Added Value of Japan’s Major Asset Management Companies Being Challenged by DX and Globalization


February 16, 2022

  • Hayanari Uchino
  • Masahiro Nakamura


◆The structure of the asset management company’s business environment is changing, and reform of the business model is required.

◆The first of these changes is that, despite a significant increase in assets under management (AUM), financial market volatility has increased in the context of the historically low interest rate environment, and the burden of risk management on asset management companies has increased. In addition, regulatory compliance for fiduciary duties, etc., and the cost burden for environmental, social, and governance integration, which integrates ESG elements into the investment platform, are also increasing.

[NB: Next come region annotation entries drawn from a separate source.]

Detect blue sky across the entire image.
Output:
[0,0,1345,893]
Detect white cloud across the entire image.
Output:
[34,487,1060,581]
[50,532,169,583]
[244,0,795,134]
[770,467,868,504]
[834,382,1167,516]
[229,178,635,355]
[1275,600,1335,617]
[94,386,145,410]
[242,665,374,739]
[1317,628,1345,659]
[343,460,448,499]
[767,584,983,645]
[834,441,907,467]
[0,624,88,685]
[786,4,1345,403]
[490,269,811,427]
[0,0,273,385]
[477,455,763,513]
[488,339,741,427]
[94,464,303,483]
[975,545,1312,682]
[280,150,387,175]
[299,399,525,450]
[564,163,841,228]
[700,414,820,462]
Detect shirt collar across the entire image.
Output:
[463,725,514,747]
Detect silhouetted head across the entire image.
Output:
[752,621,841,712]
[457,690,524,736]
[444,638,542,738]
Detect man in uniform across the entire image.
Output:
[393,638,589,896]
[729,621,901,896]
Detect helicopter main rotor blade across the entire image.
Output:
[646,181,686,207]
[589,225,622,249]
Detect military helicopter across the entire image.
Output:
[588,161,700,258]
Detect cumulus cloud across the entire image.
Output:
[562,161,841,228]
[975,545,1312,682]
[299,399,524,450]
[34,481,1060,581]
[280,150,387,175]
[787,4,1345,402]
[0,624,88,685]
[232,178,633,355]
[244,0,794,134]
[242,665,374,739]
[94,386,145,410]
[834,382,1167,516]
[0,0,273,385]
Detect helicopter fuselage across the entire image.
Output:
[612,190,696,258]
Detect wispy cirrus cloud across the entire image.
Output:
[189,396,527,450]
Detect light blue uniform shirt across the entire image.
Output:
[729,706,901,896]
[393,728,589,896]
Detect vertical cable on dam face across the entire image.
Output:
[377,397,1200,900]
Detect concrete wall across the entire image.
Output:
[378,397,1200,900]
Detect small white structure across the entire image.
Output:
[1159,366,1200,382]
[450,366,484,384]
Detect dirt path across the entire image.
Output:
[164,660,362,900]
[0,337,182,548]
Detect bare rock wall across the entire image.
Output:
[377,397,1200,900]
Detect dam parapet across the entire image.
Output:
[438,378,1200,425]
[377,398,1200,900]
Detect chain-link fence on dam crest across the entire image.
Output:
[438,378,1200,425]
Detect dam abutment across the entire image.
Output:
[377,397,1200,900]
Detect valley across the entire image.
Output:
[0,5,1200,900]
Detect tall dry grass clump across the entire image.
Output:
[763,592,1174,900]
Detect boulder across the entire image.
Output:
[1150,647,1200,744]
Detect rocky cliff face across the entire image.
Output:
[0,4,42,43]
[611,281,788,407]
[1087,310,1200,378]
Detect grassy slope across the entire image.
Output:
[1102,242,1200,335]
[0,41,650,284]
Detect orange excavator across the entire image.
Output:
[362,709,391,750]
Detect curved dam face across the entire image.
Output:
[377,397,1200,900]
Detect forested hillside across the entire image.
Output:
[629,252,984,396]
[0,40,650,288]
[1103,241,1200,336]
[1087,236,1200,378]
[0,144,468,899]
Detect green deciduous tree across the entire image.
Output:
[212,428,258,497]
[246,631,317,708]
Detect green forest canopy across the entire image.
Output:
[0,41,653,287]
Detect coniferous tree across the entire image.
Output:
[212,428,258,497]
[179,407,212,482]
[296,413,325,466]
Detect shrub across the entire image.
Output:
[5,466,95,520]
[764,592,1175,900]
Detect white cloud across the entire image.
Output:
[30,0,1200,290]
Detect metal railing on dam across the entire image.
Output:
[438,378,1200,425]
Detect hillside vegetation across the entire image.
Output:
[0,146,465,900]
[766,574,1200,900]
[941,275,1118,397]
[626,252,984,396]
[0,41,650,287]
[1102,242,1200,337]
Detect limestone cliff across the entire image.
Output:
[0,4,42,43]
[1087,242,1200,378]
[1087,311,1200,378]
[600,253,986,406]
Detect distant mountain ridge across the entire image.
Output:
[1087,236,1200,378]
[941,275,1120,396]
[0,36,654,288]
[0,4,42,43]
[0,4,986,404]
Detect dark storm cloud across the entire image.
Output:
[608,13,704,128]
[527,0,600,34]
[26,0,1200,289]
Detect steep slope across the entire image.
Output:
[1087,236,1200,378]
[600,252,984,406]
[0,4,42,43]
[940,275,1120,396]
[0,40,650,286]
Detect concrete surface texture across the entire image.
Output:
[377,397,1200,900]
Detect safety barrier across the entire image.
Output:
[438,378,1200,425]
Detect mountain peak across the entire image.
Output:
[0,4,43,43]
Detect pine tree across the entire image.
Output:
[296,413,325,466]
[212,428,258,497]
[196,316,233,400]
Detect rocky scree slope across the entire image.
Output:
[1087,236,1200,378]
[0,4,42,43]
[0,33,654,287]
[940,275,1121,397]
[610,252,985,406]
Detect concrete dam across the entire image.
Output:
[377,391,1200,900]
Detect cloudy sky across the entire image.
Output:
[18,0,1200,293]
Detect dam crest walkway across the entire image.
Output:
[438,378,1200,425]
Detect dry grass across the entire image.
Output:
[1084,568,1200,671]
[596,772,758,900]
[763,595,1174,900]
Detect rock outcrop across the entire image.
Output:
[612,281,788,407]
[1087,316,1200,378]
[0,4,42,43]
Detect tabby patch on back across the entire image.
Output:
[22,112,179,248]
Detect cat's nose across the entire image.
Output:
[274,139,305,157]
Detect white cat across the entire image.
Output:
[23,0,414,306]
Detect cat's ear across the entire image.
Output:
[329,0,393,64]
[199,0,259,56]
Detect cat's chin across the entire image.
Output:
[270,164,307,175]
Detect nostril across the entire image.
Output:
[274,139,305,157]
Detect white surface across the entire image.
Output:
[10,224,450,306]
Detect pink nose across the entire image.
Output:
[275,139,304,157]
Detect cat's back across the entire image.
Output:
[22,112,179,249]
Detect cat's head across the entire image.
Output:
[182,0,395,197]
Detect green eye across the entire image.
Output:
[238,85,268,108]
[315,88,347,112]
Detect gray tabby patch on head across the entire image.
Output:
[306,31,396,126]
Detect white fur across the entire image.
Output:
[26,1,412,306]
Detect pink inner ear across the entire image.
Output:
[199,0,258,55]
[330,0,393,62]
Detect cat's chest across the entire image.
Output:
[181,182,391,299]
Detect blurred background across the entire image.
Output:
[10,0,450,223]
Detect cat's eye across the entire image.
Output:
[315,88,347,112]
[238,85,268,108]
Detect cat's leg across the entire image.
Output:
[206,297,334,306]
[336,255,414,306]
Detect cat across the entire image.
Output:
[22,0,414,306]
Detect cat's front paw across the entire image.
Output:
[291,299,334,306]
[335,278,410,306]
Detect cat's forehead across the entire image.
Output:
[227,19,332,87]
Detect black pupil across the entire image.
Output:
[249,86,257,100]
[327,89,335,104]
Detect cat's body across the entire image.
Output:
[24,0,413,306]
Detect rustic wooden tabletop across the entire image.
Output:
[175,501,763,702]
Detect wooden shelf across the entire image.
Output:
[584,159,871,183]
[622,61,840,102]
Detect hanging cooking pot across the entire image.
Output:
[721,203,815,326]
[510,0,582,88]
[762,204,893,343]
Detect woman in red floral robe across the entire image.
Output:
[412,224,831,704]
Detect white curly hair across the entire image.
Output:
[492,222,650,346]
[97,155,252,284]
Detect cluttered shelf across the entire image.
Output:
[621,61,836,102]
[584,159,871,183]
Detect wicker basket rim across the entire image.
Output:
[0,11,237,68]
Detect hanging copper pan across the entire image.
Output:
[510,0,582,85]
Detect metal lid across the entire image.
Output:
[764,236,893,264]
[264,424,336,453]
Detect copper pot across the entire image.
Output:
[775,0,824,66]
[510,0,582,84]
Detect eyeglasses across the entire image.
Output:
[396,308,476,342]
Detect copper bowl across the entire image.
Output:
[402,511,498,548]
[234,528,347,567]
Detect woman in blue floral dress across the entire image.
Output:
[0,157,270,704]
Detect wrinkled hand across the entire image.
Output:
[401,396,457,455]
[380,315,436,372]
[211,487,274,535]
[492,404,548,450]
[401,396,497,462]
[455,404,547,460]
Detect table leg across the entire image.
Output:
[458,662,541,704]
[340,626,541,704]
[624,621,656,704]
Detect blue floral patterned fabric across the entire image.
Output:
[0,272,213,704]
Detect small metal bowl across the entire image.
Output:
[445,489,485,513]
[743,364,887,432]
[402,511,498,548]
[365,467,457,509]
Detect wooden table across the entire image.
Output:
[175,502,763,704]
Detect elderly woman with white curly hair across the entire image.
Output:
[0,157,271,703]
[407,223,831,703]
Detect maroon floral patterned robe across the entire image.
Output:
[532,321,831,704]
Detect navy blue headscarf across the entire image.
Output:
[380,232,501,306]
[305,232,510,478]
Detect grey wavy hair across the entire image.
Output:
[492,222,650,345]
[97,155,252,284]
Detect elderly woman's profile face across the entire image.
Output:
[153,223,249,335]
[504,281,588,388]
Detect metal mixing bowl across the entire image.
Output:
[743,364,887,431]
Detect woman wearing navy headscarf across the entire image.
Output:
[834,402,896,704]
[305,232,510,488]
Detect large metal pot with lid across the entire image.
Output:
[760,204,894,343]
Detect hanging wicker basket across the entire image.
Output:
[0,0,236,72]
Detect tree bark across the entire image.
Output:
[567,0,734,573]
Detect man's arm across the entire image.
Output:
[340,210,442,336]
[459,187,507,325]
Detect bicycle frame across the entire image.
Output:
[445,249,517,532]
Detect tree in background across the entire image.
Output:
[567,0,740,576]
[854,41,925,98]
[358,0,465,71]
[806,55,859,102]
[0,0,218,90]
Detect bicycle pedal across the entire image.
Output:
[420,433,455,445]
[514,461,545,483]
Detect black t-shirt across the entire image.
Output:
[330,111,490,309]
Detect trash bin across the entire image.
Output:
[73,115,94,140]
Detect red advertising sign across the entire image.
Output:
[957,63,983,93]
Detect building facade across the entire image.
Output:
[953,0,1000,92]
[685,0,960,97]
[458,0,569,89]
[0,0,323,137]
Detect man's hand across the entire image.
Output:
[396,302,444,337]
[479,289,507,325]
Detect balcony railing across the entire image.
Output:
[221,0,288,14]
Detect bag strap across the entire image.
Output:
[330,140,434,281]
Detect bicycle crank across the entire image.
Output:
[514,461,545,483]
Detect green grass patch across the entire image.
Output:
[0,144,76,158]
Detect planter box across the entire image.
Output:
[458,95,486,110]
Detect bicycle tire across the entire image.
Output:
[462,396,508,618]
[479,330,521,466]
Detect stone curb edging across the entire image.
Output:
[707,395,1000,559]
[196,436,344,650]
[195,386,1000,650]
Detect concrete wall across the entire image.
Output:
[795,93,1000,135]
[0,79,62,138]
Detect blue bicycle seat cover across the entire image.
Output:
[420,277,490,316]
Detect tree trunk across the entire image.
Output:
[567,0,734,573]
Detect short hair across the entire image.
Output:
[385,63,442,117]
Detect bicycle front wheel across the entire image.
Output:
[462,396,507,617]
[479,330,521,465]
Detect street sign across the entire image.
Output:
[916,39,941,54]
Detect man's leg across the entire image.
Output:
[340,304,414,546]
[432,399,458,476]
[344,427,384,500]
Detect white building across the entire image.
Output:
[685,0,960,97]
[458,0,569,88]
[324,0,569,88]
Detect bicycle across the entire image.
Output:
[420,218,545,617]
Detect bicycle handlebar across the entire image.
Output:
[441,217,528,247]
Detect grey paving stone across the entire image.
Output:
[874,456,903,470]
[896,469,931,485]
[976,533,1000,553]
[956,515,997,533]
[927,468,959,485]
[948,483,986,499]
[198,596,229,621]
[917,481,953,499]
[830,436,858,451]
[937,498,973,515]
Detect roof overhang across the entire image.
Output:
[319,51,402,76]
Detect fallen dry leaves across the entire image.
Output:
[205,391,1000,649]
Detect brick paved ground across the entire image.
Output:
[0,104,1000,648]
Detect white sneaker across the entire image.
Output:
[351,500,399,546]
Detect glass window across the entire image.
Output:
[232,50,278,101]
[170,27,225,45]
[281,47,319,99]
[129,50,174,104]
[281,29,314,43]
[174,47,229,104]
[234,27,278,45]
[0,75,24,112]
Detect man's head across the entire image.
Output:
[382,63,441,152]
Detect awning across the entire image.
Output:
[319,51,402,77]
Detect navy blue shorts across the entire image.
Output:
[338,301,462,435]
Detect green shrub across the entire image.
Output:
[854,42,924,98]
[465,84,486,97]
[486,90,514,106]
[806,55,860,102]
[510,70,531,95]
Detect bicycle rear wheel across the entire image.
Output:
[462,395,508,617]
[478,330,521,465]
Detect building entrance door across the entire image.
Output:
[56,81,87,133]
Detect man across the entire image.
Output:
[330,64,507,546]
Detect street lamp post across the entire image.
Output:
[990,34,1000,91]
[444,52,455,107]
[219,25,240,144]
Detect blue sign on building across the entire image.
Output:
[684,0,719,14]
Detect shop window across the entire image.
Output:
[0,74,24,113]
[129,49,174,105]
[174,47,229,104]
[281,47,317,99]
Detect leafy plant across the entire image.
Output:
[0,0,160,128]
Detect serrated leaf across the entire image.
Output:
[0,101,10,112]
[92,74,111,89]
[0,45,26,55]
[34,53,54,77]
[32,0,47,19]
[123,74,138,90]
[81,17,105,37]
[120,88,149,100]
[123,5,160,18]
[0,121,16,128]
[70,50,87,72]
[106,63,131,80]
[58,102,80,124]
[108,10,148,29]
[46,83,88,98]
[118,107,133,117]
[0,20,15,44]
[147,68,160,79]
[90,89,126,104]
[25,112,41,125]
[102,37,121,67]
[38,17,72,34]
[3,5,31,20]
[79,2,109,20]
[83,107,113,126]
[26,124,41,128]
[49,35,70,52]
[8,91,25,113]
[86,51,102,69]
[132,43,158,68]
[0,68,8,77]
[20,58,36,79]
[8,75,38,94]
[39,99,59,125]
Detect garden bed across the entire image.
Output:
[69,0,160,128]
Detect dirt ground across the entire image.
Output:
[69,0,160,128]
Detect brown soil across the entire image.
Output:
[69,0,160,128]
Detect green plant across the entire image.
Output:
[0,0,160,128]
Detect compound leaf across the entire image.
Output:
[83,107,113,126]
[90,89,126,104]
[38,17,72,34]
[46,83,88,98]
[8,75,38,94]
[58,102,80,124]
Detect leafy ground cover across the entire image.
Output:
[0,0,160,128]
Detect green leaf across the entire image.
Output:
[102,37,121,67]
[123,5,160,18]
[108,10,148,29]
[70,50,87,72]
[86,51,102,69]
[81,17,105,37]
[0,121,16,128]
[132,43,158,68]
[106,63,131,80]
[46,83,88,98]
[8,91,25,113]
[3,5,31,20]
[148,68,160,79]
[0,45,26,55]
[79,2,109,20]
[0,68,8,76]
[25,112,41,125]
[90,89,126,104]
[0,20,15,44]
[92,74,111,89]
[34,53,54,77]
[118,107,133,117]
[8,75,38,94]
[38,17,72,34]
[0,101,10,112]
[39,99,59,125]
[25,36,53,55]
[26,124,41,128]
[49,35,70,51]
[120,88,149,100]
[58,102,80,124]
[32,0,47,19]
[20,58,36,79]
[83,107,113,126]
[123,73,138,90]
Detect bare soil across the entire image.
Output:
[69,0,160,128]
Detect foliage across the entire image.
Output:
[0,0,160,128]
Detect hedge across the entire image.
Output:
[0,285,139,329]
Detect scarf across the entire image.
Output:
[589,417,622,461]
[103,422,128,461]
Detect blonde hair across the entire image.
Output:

◆The second change is the increasing trend toward index investing, which has increased downward pressure on compensation against the backdrop of heightened doubts on the part of investors regarding value for money (added value commensurate with expenditures) for active management.

◆A third change is the diversification of sales channels through digital technology (progress in the separation of production and sales and the emergence of robo-advisors).

◆These changes are transforming the business model by employing technology-driven investment platform strategies and strategies that specialize in integrated asset classes for large global AUM asset managers.

◆In this report, we will show the direction of the business models of major Japanese asset management companies in response to the full-fledged changes in industrial structure observed in the above three factors in Europe and the United States.